Philippines Casinos Generates $760M in Q2
October 20, 2017 10:01 amThe Philippine’s casino market reported an impressive 14.5% increase in its revenues to PHP39.15 billion ($759.4m) for Q2 of 2017, according to data released by PAGCOR, the country’s regulator. As a result, revenues for the first half of the year are now higher by 15.7% year-over-year at PHP75.92 billion, with slot machines and junket operators accounting for much of the boost noted during the period.

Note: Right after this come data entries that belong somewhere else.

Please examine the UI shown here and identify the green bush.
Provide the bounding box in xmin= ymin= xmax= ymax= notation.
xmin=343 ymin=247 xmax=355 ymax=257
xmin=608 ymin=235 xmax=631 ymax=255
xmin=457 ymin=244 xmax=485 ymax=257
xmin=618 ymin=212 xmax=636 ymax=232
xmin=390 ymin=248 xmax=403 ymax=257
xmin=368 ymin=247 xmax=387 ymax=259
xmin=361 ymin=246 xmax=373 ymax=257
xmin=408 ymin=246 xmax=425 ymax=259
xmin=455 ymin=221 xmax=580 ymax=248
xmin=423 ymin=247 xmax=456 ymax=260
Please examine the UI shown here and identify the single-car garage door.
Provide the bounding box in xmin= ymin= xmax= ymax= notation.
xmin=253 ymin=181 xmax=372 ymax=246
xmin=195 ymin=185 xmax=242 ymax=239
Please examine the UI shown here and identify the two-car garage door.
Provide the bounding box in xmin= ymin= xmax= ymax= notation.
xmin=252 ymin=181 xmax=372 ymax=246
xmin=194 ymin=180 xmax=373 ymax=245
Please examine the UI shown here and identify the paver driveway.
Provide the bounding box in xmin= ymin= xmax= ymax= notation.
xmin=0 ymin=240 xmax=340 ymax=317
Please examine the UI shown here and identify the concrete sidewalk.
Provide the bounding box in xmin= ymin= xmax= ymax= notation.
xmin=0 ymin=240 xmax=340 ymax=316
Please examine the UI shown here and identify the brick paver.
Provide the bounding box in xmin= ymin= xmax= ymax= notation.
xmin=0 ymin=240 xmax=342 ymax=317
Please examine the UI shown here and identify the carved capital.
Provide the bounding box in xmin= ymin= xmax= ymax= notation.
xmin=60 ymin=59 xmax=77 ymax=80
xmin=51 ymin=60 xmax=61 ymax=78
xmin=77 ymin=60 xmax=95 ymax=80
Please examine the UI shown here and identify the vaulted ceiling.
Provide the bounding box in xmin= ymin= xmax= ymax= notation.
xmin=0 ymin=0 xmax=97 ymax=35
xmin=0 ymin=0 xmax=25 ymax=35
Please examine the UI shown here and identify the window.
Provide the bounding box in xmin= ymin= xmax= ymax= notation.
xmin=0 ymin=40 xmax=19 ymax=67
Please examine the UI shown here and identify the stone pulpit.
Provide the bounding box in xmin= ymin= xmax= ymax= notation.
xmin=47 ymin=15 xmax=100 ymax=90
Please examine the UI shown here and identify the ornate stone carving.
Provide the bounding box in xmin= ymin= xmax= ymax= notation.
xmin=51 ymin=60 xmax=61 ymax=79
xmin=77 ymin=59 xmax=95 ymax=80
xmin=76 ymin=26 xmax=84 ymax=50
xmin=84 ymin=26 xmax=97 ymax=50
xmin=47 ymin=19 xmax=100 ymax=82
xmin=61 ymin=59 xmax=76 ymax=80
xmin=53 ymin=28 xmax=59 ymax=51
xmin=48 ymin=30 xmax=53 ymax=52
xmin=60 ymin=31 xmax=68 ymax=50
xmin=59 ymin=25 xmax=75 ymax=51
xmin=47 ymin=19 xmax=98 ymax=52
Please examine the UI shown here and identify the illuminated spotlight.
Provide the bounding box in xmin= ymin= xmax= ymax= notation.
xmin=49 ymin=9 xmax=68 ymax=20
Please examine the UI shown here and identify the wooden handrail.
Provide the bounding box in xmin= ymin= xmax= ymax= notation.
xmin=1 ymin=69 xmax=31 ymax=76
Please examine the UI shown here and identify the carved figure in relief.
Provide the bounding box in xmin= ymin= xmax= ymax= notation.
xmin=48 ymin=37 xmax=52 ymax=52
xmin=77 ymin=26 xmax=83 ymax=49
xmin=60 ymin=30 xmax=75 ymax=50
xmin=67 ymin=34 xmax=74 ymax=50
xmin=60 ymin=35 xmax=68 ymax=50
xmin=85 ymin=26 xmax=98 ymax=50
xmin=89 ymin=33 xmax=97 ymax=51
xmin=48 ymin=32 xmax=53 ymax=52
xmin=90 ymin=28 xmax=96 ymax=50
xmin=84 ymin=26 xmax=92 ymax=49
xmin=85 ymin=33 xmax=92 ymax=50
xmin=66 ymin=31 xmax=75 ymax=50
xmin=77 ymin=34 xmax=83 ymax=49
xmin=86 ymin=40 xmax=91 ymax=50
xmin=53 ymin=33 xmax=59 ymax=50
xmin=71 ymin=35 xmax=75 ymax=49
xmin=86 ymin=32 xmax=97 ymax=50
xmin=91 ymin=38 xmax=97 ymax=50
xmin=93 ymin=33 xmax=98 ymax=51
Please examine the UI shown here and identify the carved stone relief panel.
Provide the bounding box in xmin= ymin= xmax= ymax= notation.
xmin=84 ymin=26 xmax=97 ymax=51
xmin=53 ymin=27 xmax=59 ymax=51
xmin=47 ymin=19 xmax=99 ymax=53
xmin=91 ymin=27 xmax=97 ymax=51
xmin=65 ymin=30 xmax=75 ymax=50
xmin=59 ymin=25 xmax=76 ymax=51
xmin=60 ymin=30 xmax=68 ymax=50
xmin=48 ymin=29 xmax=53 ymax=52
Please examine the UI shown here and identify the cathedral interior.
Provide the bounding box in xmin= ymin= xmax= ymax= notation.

As well as regulating the Philippines’ casino industry, PAGCOR also operates 13 casinos throughout the country, although since the market was de-monopolized in 2008 there are now another 18 privately owned casinos also open in the Philippines.
PAGCOR Casinos
In Q2, PAGCOR-operated casinos saw their junket derived business jump almost by a third to PHP1.91 billion ($37.1m), placing revenues for H1 at PHP4.07 billion, and making them a good bet to surpass the PHP6.2 billion PAGCOR generated via junkets for the whole of 2016. By contrast, PAGCOR operated casinos saw their non-junket revenues from table games stay mostly flat at PHP5.94 billion in H1, while their electronic gaming machine noted a slight 2% improvement to PHP7.3 billion.
Private Casinos
Meanwhile, the Philippine’s privately owned casinos saw their combined revenues jump by almost 20% to PHP58.6 billion during the first half of 2017 versus H1 of 2016, with the share of business derived from junkets accounting for PHP17.7 billion of that amount, higher by 13% y-o-y. The country’s privately owned casinos also saw non-junket related table revenue spike by around 13% to PHP23.1 billion, while electronic gaming machine business, too, soared by a massive 31.7% to PHP17.8 billion.
Q3 Forecast
Expected to be released soon is the third quarter figures covering the period from July to September 2017, with indications so far pointing towards a less than stellar quarter, except for the country’s four integrated resorts which are expected to post combined higher revenues versus the previous year, boosted mostly by the Okada Manila resort. According to a Morgan Stanley forecast, these venues should then see an even higher growth rate in Q4, with a MS analyst stating that their businesses will be helped along by “stronger seasonality, ramp up of Okada, and normalisation of VIP luck.”